ESPN 30 for 30: Hillsborough

ESPN’s documentary strand has produced some classic films.  One thinks of the rather splendid Four Days In October about the miracle of the Boston Red Sox’s comeback from 3-0 down in the 2004 ALCS.  But whilst that film shows the glory of what sport can do to a city Hillsborough shows what must rank as one of world sport’s darkest days: from the simple fact of 96 people dying watching a football match to the cover-up of what really happened that April day in 1989 that followed for more than 20 years.

You can’t yet watch Hillsborough in the UK.  It’s taken twenty-five years to get an inquiry that might finally unearth the truth – or, at least given how much is now accepted as fact even before the inquiry opens, hold those responsible for what happened to account.  There’s very little need to rehearse all over again the mechanics of the tragedy.  Hillsborough, like virtually every ground at the time, was a nonsense venue. Spectators held in pens built by people with no understanding of crowd control or escape routes.  South Yorkshire Police as an organisation more concerned with holding back the plebian masses than with proper event management.  No stewarding.  Lessons from previous events passing unlearnt.

So the film has all that.  What is also has, through both on-the-day and archive footage, and clever use of photographs to show how the ground was set up, is the specifics.  Why the crowd built as it did, how it came to be in the central pens at the Leppings Lane end, and so on.  It also, damningly, shows the views the SYP had and how their reactions might be interpreted as being wholly inappropriate for the gathering storm.  Let’s leave it at that.

There are first-hand accounts from survivors and relatives – and some sympathetic voices from bobbies doing their job.  If you can make it past 45 minutes in without needing to pause you’ll have done well.  There is harrowing but vital to see footage of the dying and injured being treated on the field – whilst the police form a line to prevent the non-existent threat of hooliganism from occurring.  There’s no outside narrative voice but the talking heads lead us through all the salient points.
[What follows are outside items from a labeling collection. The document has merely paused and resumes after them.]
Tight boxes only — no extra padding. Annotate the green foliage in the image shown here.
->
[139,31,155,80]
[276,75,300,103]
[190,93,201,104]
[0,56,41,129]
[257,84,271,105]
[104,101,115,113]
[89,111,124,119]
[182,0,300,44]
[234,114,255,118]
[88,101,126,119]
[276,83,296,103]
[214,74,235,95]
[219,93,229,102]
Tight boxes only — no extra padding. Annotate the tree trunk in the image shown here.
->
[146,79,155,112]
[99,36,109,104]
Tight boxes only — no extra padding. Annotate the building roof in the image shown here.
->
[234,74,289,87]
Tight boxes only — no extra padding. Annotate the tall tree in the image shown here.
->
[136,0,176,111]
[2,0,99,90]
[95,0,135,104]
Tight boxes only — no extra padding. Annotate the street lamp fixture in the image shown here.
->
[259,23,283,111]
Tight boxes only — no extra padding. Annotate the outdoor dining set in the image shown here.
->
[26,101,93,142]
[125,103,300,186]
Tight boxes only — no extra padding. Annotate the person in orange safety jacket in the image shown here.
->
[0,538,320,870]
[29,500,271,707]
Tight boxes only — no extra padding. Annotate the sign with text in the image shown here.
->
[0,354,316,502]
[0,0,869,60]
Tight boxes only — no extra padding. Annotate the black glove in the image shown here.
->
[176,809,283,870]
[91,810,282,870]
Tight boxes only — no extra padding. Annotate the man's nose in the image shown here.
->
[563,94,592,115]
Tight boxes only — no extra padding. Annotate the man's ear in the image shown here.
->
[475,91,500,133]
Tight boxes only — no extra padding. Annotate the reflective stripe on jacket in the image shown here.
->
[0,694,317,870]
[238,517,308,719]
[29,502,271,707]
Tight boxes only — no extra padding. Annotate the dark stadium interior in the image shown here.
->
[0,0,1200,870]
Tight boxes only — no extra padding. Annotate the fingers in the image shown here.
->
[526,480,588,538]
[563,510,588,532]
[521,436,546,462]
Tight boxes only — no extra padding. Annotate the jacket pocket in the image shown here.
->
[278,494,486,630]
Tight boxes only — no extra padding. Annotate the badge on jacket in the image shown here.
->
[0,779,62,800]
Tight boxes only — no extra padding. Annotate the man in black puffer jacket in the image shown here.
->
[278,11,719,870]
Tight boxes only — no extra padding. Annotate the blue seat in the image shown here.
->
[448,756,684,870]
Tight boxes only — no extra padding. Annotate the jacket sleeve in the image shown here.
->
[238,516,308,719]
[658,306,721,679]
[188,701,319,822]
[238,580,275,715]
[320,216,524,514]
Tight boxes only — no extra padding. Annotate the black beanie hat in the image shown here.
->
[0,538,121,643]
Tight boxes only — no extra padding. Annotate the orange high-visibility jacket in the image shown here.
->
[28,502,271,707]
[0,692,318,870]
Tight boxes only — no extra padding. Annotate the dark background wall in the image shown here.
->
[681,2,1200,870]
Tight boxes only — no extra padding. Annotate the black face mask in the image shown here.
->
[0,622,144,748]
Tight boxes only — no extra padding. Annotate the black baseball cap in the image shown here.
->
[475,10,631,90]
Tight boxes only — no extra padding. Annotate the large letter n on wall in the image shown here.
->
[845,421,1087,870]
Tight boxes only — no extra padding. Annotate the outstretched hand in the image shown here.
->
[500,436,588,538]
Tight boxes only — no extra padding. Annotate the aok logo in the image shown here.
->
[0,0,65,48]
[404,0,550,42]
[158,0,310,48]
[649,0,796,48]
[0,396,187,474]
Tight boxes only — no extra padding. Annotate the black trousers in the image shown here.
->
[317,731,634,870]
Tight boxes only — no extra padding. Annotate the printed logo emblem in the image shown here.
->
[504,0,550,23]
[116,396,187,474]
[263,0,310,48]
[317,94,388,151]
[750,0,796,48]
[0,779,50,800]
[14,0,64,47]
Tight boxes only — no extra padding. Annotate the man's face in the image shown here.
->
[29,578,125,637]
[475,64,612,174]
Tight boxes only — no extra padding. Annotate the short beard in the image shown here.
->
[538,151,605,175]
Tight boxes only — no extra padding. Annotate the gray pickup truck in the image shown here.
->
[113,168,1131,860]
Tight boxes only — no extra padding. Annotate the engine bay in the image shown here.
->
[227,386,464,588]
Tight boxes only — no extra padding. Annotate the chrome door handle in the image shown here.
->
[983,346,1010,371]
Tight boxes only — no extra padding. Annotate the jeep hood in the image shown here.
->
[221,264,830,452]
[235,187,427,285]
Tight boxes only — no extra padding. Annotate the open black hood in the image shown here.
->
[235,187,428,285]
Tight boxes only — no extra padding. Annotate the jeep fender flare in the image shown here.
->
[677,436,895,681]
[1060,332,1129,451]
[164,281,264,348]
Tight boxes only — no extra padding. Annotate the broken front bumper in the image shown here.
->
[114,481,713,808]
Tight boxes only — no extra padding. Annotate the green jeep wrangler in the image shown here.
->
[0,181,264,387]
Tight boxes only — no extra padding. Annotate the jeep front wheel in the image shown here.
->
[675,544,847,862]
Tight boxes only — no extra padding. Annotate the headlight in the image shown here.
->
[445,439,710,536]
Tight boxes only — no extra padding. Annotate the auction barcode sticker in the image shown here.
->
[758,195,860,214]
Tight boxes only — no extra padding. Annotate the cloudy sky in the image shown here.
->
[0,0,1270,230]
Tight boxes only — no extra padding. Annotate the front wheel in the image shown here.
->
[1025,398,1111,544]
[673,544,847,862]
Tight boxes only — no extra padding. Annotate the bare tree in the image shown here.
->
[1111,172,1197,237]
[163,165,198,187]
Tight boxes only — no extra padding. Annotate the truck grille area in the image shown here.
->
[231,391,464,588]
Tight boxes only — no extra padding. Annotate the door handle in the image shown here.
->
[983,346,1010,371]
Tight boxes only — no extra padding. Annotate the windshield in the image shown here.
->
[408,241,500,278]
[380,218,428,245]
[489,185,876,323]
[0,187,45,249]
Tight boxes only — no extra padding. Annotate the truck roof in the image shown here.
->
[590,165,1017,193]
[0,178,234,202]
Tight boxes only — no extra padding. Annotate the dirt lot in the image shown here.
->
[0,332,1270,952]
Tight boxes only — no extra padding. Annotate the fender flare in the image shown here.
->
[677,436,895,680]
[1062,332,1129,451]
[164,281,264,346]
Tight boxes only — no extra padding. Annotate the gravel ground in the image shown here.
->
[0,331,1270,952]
We then move on to the deliberate besmirching of the dead – even as some of them were possibly still breathing. One fan, interviewed here, loses it for a moment when speaking about how ‘The Truth’ portrayed them.  But it’s their collective dignity in the face of this bullshit that will stick with you.

There’s two hours of this and it’s a fucking hard watch.  On a popular video sharing site it’s currently split into 7 parts.  I could only make it through by watching one part at a time and then having a breather.  Even typing about it and thinking back to it leaves me reeling slightly.

It ends about as positively as this disgraceful episode ever could.  The independent inquiry totally exonerating the fans and opening up a new inquiry – one that might just not take the Establishment line but which it is doubtful whether will lead to any true justice.

Credit to ESPN for this film.  They didn’t have to make it.  Credit also to the measured way in which Daniel Gordon’s direction brings out the story.  It appears to have been pretty well received in the States even though for them Hillsborough must be soccer pre-history.  Hopefully one day we’ll get to see it on TV in the UK.  The voices from that day deserve to be heard and never forgotten.